A scholarship program once reserved for a single Yuma campus tripled in size, and eligible students have just six days to apply for one of 45 awards worth up to $10,000 each.
Chicanos Por La Causa, the statewide Arizona nonprofit known as CPLC, and Northern Arizona University announced the expansion on April 9. What had been a 15-scholarship pool exclusive to NAU-Yuma students now reaches every NAU campus in the state, with students in Yuma and La Paz counties explicitly named among those eligible.
NAU matched CPLC's funding commitment to enable the tripling. Antonio Moya, CPLC's scholarship program director, said the growth came from watching the original program's impact in Yuma firsthand.
"When we had the 15, it was only for the campus in Yuma," Moya said. "Together, CPLC and NAU saw the positive impact in the community and knew that we could continue making that difference with a larger reach. Not only did it go to 45 students but it's now open to all campuses."
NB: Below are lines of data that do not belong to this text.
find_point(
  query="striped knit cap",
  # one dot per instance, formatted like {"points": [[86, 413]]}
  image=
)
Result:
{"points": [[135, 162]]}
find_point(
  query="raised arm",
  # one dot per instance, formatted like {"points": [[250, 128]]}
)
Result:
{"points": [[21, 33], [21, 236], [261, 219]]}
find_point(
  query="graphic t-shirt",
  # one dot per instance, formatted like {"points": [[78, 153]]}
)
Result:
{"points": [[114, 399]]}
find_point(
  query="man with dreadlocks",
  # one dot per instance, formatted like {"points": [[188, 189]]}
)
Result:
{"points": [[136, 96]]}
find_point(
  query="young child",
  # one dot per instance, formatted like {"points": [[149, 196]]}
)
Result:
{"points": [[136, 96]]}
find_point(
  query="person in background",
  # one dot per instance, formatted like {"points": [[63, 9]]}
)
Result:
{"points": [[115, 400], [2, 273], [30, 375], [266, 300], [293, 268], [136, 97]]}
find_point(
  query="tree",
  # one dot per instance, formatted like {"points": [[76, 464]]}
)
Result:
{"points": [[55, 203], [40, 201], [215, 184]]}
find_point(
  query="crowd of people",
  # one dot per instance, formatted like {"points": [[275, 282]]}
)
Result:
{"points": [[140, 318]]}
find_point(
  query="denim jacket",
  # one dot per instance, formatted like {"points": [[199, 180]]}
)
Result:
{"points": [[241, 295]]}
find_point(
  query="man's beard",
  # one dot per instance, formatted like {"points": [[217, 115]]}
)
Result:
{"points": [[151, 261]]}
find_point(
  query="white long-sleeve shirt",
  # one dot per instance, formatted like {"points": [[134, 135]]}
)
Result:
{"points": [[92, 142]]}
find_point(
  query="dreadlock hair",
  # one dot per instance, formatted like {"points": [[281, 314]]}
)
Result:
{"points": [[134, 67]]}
To qualify, applicants must be Arizona residents, income-eligible, and pursuing college as first-generation students; all academic majors are welcome. For Yuma County families, where a higher-than-average share of households meet income-eligibility thresholds, an award of up to $10,000 can meaningfully offset tuition costs and reduce the financial pressure that leads many first-generation students to delay or forgo a degree entirely. Stronger credentials translate into better-paying positions across the healthcare, education, skilled trades, and public-sector jobs that anchor the county's economy.
Applications are processed through NAU's Scholarship Universe portal, with a hard deadline of April 15, 2026. Students enrolled at institutions other than NAU can find separate scholarship opportunities through CPLC's scholarship page. The expansion triples the number of Yuma-area students the program can reach in a single award cycle.